Picturing New York: Photographs from The Museum of Modern Art
Art Gallery of Western Australia
26 January – 12 May 2013
Art Gallery of Western Australia (AGWA) is now busily preparing for the arrival of the second exhibition in the series, Picturing New York: Photographs from The Museum of Modern Art.
Opening on Australia Day, Saturday 26 January, Picturing New York promises to captivate all those who share a love for photography or New York, as well as those curious to know more about either.
Drawn exclusively from MoMA’s extraordinary photography collection, the exhibition traces the dynamic rise of modern photography from 1888 to 2005 through a multitude of visions of the ever-changing city and its famously diverse population. This is a rare opportunity for visitors to see both iconic photographs by the world’s most legendary photographers as well as lesser-known, though equally treasured gems, produced over the course of a profoundly transformative period for both the city and photography.
Artists include Berenice Abbott, Diane Arbus, Henri Cartier-Bresson, Walker Evans, Lee Friedlander, Nan Goldin, Helen Levitt, Cindy Sherman, Alfred Stieglitz, Paul Strand, Weegee, and Garry Winogrand. With over 150 photographs by 90 artists, Picturing New York truly is a celebration of New York in all its vitality, ambition and beauty and of the exhilarating relationship between photography and the ‘city that never sleeps’.
Stefano Carboni, Director of the Art Gallery of WA said, “The people of Perth have really embraced the MoMA series and the feedback we have received about Picasso to Warhol has been simply wonderful. I cannot wait to share the next exhibition with WA and the rest of Australia.
“Picturing New York is drawn from one of the most important collections of photography in the world. The exhibition celebrates this extraordinary collection of immense calibre, as well as the long and enduring tradition of photography in New York. Picturing New York presents a wonderful insight into the life, characters, streets and architecture of its city, whilst simultaneously documenting the evolution of photography throughout the twentieth century.”
MoMA’s Photography Collection
At the impressive age of 27, MoMA’s founding director Alfred H. Barr Jr. had a vision for an institution that would “expand beyond the narrow limits of painting and sculpture … to include departments devoted to drawings, prints, and photography, typography, the arts of design in commerce and industry, architecture … stage designing, furniture and the decorative arts”.

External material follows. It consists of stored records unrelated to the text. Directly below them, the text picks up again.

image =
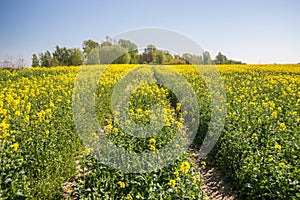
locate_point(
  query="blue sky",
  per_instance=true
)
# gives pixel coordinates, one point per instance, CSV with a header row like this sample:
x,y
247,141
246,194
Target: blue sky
x,y
256,31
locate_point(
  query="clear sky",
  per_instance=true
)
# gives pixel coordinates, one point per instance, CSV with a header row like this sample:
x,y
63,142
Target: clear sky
x,y
253,31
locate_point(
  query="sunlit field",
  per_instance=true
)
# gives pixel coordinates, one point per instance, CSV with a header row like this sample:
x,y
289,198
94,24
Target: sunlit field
x,y
43,157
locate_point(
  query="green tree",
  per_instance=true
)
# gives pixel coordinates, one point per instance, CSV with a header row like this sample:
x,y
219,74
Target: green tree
x,y
132,49
206,58
114,54
76,57
35,61
93,57
54,62
159,57
62,55
88,46
45,59
221,59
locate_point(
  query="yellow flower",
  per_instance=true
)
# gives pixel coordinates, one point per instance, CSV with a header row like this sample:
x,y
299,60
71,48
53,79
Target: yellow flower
x,y
121,184
172,183
277,146
15,146
152,141
184,167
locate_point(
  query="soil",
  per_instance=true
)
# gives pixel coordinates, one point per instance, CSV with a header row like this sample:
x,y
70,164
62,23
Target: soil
x,y
214,184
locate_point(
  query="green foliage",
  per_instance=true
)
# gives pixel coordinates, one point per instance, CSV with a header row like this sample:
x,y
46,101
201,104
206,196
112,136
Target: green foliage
x,y
114,54
35,61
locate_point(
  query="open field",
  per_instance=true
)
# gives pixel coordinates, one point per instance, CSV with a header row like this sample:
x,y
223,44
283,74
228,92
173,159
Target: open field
x,y
40,148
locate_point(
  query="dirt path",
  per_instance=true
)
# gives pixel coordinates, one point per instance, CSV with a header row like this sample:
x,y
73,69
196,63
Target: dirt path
x,y
214,184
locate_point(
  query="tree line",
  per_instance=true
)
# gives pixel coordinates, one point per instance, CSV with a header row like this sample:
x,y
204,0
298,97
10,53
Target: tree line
x,y
120,52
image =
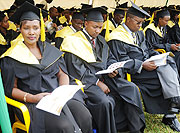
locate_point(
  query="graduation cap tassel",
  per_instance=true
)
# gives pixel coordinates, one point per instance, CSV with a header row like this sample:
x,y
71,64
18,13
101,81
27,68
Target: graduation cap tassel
x,y
151,19
42,27
107,29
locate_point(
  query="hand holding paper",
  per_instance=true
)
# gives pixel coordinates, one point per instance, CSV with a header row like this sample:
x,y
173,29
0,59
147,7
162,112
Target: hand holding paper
x,y
54,102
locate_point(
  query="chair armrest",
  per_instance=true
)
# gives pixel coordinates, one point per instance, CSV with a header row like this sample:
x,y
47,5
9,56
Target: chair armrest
x,y
23,108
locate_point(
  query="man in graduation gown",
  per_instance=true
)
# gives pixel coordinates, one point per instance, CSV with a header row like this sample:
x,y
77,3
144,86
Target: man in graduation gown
x,y
5,35
77,24
156,35
159,91
109,100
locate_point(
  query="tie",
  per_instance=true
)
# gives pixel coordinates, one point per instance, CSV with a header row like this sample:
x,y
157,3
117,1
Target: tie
x,y
93,43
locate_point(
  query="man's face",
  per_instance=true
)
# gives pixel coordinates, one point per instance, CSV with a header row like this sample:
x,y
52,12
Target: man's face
x,y
134,23
77,24
4,23
54,13
164,21
118,18
93,28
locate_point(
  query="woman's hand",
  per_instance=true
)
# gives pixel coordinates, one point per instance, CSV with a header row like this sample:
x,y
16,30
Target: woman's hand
x,y
103,87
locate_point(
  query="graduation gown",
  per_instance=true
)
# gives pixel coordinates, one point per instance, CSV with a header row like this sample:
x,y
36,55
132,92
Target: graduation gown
x,y
122,46
66,31
159,41
83,62
5,40
33,77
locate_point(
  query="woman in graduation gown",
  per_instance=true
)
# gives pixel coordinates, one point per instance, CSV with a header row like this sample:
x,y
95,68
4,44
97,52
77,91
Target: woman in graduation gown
x,y
33,69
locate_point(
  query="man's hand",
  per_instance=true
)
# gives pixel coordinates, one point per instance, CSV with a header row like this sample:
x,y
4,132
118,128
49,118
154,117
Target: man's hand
x,y
149,66
174,47
113,74
36,98
103,87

It took several years before Barr’s vision was formally realised, but photography played a significant role in the Museum’s program from the start. After making acquisitions through the thirties, by the end of 1940 a Department of Photography had been established. Its first curator, Beaumont Newhall, was dedicated to generating public opinion of modernist photography as a means of artistic expression. The Department has since been headed up by Edward Steichen, John Szarkowski and Peter Galassi, who have each lead the dynamic growth and transformation of the collection. Today the department holds more than 25,000 works and is one of the most important collections of photography in the world.